Some of the programs of this package require user-provided source-code or library functions. This can, for instance, be a potential energy routine, a switching-function, etc. The keyword user-source in the RUN-SECTION of these programs allows importing user-provided source-code at run-time without altering the original source code. The keyword user-source is always used together with at least one other keyword (e.g., potential-routine or switch-function) which provides the name of an entity specified in the user-provided source-code. Typically this entity is a subroutine or some other callable object.

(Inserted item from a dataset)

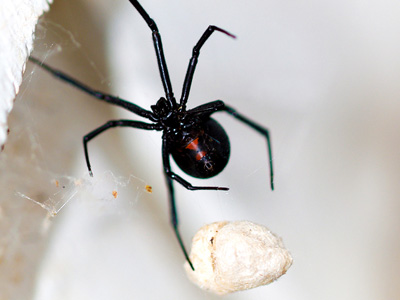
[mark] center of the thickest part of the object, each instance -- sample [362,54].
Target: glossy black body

With user-source the path to (or the name of) a module containing user-provided routines is specified. The module must be importable into Python, i.e., it must either be a Python script (file extension .py), a compiled Python script (file extension .pyc) or a shared library (file extension .so). If the module is already in the systems $PYTHONPATH, the name of the module is sufficient.

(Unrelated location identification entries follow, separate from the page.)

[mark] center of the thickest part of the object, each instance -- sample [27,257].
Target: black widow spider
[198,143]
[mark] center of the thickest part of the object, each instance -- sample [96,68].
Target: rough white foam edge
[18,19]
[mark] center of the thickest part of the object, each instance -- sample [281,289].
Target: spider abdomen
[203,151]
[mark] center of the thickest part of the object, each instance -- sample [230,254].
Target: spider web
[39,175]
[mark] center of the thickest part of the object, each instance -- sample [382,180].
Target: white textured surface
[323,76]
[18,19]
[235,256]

The module must provide all user-defined routines required within the calling program. In many cases, those routines are written in Fortran or some other languages, probably not even by the user himself, but are provided by a third party. If the routine is written in Fortran we suggest using the f2py Fortran to Python interface generator available at the SciPy homepage. See below. Another possibility could be writing a wrapper routine which can be imported into Python. A further possibility is also to start a background process (e.g. using the Python built-in subprocess module) and communicating with it through named pipes.

The routines receive a double precision array with coordinates of all DOF in the same order as they are in the primitive basis section or the DVR file. They must return the potential value as double precision number. In fortran one therefore needs to use the function statement and not a subroutine.

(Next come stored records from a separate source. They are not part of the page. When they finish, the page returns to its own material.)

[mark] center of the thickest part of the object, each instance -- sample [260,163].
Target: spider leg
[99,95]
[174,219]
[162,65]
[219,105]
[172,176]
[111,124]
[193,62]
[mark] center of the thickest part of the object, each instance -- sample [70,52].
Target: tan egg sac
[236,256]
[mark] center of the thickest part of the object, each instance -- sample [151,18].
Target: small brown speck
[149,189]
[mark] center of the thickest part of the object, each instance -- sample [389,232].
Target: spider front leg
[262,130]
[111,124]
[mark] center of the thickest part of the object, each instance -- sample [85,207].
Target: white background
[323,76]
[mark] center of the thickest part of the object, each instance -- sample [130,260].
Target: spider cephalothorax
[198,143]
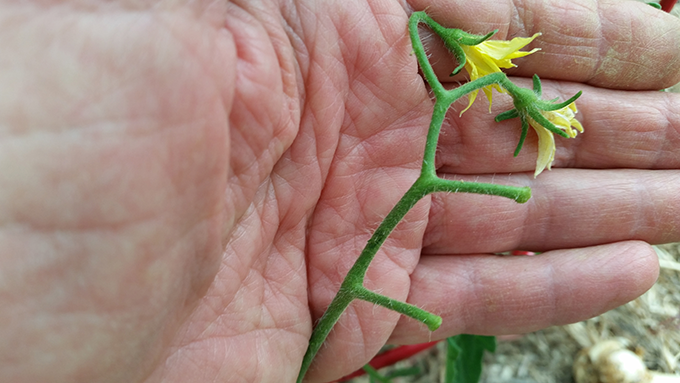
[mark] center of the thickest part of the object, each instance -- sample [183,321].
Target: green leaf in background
[464,354]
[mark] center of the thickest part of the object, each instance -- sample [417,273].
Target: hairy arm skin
[184,185]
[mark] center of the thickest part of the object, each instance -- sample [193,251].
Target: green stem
[430,320]
[428,182]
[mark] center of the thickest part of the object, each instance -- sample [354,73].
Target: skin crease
[184,185]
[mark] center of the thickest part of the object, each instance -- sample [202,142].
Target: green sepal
[523,136]
[508,114]
[458,53]
[469,39]
[549,107]
[544,122]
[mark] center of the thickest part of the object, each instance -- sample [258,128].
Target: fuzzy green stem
[428,182]
[430,320]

Simple example of a user-provided source file (Python):

#!/usr/bin/env python
#
# my_pes.py

import numpy

def potential(Q):
    """
    My PES routine: harmonic oscillator.
    Q is a numpy array containing a coordinate vector.
    """

    return numpy.dot(Q,Q)/2

Using the f2py command

When using a potential routine from a third party which is written in fortran one may first need to write a small wrapper to adjust the interface to what the python program expects. Usually the PES routines come as subroutines with various parameters, one of which being the return value (the potential value). One must then write a wrapper like this into the routines source file:

double precision function mypeswrapper(Q)
   implicit none
   integer, parameter           :: ndof=6  ! problematic comment, see below
   double precision, intent(in) :: Q(ndof)
   double precision             :: v

   ! call to the original routine:
   call OriginalPesSubroutine(Q(1), Q(2),...,Q(ndof),v)
   mypeswrapper = v
end function

Compiling

Assume the original PES routine and the wrapper are stored in the file mypes.f90. Then use:
 f2py -c mypes.f90 -m mypes
This will produce the file mypes.so. In the RUN-SECTION one would then use with the example above:
RUN-SECTION
 user-source = mypes               # this is the name of the .so file
 potential-routine = mypeswrapper  # this is the name of the wrapper function
 ...
end-run-section

Hint: f2py sometimes fails with cryptic error messages. To resolve this start with removing all comments from the routines source code that are placed at the end of lines containing fortran statements like the ! problematic comment above. Often f2py gets mixed up between these comments and the preceding fortran statements. Lines only containing comments are usually not problematic.